In Fort Pierce, Gladys Caldwell knew exactly how long she had waited for water and ice at a distribution station — "two hours and 18 minutes" — but could keep it all in perspective. The city's historic downtown area was marked by dangling power lines and flooded roads.

"I thank God that at least I have part of my house," Caldwell said. "Some people lost everything."

The unprecedented relief effort includes more than 5,000 FEMA workers spread over 15 states. Nearly 3,800 National Guardsmen were providing security, directing traffic, distributing supplies and keeping gas lines orderly.

In Florida alone, relief workers have passed out at least 16 million meals, 9 million gallons of water and nearly 59 million pounds of ice over the course of the four storms, state officials said.

Jeanne also caused more problems to two key industries in Florida: citrus and tourism.

Florida citrus growers lost about half of their grapefruit crop during Frances. And with the ground soaked from previous storms, trees toppled more easily this time. Fruit was scattered throughout groves.

Orlando's theme parks closed for the third time this season during Jeanne, and many hotels along the Atlantic coast were heavily damaged.

CBS News Correspondent Lee Cowan reports the state's fishing, beef and dairy industries have also suffered.

"We're just stuck, can't go fishing, can't make any money, just stuck at the dock," shrimper Bill Nordheim told Cowan.

Earlier, Jeanne caused flooding in Haiti that killed more than 1,500 people. The storm weakened after plowing across Florida, but brought heavy rain and fierce wind to the already-soggy South.

In Georgia, the storm's remnants toppled trees, washed out dozens of roads and left more than 76,000 residents without power. Tornadoes spawned by the storm also destroyed buildings in South Carolina.

Flooding remained a concern along the Peace River in west-central Florida. Officials ordered evacuations for about 400 families living in low-lying areas near the river. Many of the families had not yet returned to their homes because of damage from Charley and Frances.

Jeanne dissipated into a tropical depression centered north of Macon, Ga., and was expected to move over the Carolinas.

Insured losses from Jeanne were estimated at $5 billion to $9 billion, insurance experts said.

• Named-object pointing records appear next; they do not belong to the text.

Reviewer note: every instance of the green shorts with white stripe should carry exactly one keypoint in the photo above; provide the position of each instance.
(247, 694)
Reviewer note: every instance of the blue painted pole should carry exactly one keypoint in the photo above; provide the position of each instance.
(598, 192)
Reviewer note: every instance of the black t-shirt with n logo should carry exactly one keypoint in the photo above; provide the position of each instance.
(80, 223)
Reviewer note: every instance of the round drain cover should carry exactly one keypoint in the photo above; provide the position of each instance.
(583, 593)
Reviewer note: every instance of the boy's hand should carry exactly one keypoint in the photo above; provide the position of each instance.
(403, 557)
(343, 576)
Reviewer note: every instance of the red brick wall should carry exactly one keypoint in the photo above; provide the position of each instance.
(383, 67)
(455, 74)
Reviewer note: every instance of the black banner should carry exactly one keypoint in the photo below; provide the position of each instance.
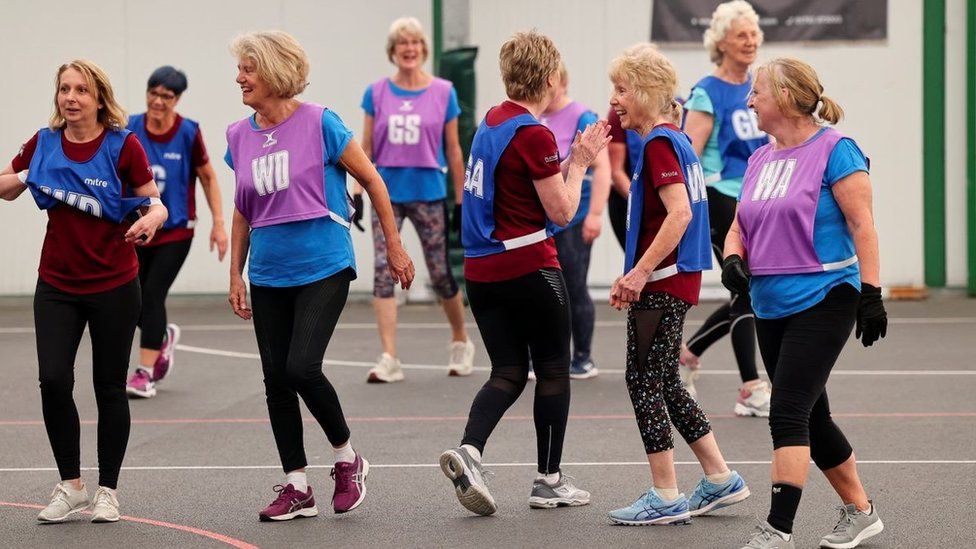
(683, 21)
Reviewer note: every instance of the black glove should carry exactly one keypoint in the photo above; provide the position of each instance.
(357, 213)
(872, 319)
(735, 274)
(456, 219)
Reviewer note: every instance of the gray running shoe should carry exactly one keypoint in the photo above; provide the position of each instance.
(561, 494)
(767, 537)
(469, 481)
(853, 527)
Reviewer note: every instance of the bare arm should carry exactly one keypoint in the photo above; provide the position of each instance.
(218, 236)
(853, 195)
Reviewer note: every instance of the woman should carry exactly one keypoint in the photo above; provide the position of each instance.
(805, 231)
(565, 117)
(514, 188)
(411, 120)
(93, 178)
(291, 225)
(723, 132)
(178, 157)
(667, 248)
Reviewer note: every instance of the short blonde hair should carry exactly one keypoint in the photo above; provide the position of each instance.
(652, 76)
(405, 26)
(110, 115)
(804, 92)
(527, 60)
(278, 58)
(722, 19)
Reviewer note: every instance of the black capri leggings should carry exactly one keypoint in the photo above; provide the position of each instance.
(799, 352)
(59, 321)
(293, 327)
(518, 319)
(158, 267)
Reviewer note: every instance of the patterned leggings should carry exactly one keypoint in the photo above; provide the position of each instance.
(654, 327)
(429, 218)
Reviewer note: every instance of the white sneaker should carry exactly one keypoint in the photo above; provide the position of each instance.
(461, 361)
(387, 370)
(105, 506)
(754, 401)
(65, 502)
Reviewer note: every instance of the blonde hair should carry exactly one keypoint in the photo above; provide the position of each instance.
(653, 78)
(279, 60)
(110, 115)
(722, 19)
(804, 92)
(527, 60)
(405, 26)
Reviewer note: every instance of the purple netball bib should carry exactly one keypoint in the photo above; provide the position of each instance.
(279, 170)
(408, 131)
(778, 206)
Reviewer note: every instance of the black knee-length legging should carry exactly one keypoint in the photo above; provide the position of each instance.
(654, 327)
(293, 326)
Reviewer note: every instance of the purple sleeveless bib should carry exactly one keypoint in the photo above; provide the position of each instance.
(279, 170)
(408, 131)
(778, 206)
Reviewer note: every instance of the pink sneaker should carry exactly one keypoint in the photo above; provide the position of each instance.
(164, 362)
(350, 481)
(289, 504)
(140, 384)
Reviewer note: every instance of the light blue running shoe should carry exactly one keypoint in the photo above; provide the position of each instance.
(651, 509)
(710, 497)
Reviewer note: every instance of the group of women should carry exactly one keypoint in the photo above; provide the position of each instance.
(788, 218)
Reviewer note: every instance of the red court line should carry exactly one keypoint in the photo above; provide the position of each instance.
(180, 527)
(408, 419)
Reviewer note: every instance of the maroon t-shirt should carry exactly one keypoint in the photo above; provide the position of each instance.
(531, 155)
(661, 167)
(83, 254)
(198, 157)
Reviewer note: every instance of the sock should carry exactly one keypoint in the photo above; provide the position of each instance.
(719, 478)
(298, 480)
(667, 494)
(345, 454)
(474, 452)
(550, 479)
(782, 507)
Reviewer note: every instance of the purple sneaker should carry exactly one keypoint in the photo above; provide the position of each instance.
(289, 504)
(350, 484)
(164, 362)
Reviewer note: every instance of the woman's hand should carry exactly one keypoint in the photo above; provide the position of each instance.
(238, 297)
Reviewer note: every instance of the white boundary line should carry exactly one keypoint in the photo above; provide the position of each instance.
(510, 464)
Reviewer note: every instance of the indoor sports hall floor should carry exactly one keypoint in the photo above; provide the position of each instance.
(201, 460)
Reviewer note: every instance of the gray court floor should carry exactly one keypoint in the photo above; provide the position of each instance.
(201, 461)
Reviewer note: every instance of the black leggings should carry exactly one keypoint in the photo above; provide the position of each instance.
(799, 352)
(293, 326)
(518, 319)
(735, 316)
(59, 321)
(158, 267)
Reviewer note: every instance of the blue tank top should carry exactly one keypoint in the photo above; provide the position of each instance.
(172, 169)
(695, 247)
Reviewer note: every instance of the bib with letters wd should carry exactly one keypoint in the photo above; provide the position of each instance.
(93, 186)
(478, 208)
(695, 247)
(279, 170)
(408, 132)
(778, 207)
(172, 170)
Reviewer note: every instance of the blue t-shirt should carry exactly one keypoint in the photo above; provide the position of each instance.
(415, 184)
(777, 296)
(302, 252)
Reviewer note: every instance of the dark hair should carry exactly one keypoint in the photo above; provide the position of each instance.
(168, 77)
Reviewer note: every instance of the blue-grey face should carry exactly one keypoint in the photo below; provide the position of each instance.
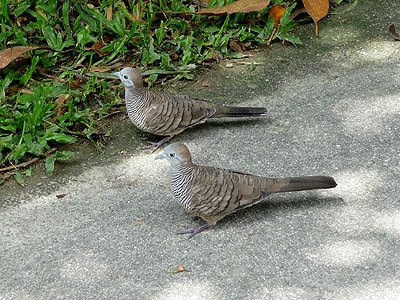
(130, 77)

Nearly 1.9 million homes and businesses were still without power from Jeanne. About 40,000 people in the Panhandle were still without power in the area hit by Ivan.

Charley hammered Florida's southwest coast Aug. 13; Frances blanketed much of the peninsula as it crawled through Labor Day weekend; and Ivan blasted the Panhandle when it hit Sept. 16. The three storms caused billions of dollars in damage and killed 73 people in Florida alone.